How to implement simple custom lock using acquire-release memory order model?

Question

I'm trying to understand acquire-release memory order through implementing my custom lock.

#include <atomic>
#include <vector>
#include <thread>
#include <iostream>

class my_lock {
    static std::atomic<bool> flag;
public:
    void lock() {
        bool expected = false;
        while (!flag.compare_exchange_strong(expected, true, std::memory_order_acq_rel))
            expected = false;
    }

    void unlock() {
        flag.store(false, std::memory_order_release);
    }
};

std::atomic<bool> my_lock::flag(false);

static int num0 = 0;
static int num1 = 0;

my_lock lk;

void increase() {
    for(int i = 0; i < 100000; ++i) {
        lk.lock();

        num0++;
        num1++;
        lk.unlock();
    }
}

void read() {
    for(int i = 0; i < 100000; ++i) {
        lk.lock();
        if(num0 > num1) {
            std::cout << "num0:" << num0 << " > " << "num1:" << num1 << std::endl;
        }
        lk.unlock();
    }
}

int main() {

    std::thread t1(increase);
    std::thread t2(read);
    t1.join();
    t2.join();
    std::cout << "finished! num0:" << num0 << ", num1:"<< num1 << std::endl;

}

Question 1: Am I correct to use acquire-release memory order ?

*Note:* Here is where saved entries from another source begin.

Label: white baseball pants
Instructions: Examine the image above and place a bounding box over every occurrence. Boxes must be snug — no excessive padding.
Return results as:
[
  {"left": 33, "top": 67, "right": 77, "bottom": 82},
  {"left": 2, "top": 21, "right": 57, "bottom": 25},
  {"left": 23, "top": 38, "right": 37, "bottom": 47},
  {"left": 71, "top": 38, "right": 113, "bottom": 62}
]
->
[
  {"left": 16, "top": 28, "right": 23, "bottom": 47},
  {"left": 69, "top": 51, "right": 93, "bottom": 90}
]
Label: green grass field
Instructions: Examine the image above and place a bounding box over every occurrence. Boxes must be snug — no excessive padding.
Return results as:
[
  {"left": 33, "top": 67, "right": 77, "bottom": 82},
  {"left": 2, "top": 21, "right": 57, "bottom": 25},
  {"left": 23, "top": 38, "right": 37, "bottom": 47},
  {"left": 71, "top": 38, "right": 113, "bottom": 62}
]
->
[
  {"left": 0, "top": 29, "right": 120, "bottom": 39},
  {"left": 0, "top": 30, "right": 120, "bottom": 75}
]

Below are paragraph from C++ Concurrency In Action

Despite the potentially non-intuitive outcomes, anyone who’s used locks has had to deal with the same ordering issues: locking a mutex is an acquire operation, and unlocking the mutex is a release operation. With mutexes, you learn that you must ensure that the same mutex is locked when you read a value as was locked when you wrote it, and the same applies here; your acquire and release operations have to be on the same variable to ensure an ordering. If data is protected with a mutex, the exclusive nature of the lock means that the result is indistinguishable from what it would have been had the lock and unlock been sequentially consistent operations. Similarly, if you use acquire and release orderings on atomic variables to build a simple lock, then from the point of view of code that uses the lock, the behavior will appear sequentially consistent, even though the internal operations are not.

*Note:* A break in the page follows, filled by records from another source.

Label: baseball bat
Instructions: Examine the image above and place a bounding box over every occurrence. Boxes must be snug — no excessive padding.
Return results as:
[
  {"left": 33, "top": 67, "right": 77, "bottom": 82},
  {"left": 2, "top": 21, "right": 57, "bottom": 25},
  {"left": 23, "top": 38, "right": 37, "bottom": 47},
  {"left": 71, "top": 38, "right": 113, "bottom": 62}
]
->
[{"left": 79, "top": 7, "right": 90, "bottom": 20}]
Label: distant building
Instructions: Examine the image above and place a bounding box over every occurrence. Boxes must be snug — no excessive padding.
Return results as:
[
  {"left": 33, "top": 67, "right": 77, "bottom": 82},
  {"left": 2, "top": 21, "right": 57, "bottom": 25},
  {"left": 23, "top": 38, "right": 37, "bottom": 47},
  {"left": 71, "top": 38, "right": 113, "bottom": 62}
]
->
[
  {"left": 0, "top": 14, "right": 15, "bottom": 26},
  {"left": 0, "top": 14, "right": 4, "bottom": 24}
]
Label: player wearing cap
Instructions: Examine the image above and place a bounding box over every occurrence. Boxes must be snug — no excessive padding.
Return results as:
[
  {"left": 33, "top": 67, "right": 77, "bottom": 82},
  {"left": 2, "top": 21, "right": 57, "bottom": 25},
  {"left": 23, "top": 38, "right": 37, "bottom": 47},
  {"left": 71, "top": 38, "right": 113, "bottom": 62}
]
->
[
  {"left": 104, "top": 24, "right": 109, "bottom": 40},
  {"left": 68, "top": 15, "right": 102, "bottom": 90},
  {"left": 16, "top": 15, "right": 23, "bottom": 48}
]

This paragraph says that "the result is indistinguishable from ..... sequentially consistent operation".

Question 2: Why the result is indistinguishable? If we use lock, the result should be distinguishable from my understanding.

Edit :

I add one more question. Below is std::atomic_flag example in C++ concurrency in action.

class spinlock_mutex
{
    std::atomic_flag flag;
public:
    spinlock_mutex():
        flag(ATOMIC_FLAG_INIT)
    {}
    void lock()
    {
        while(flag.test_and_set(std::memory_order_acquire));
    }
    void unlock()
    {
        flag.clear(std::memory_order_release);
    }
}

Question 3: Why does this code doesn't use std::memory_order_acq_rel? flag.test_and_set is RWM operation, so I think it should be used with std::memory_order_acq_rel like my first example.

Answer 1

The acquire/release is strong enough to confine the instructions within the critical sections. And it provides sufficient synchronization such that a happens before relation is established between a release of a lock and subsequent acquire of the same lock.

The lock will give you some sequential order on the lock acquire/release operations; just as with sequential consistency.

Why are you using compare_exchange_strong? You are already in a loop. You can use compare_exchange_weak.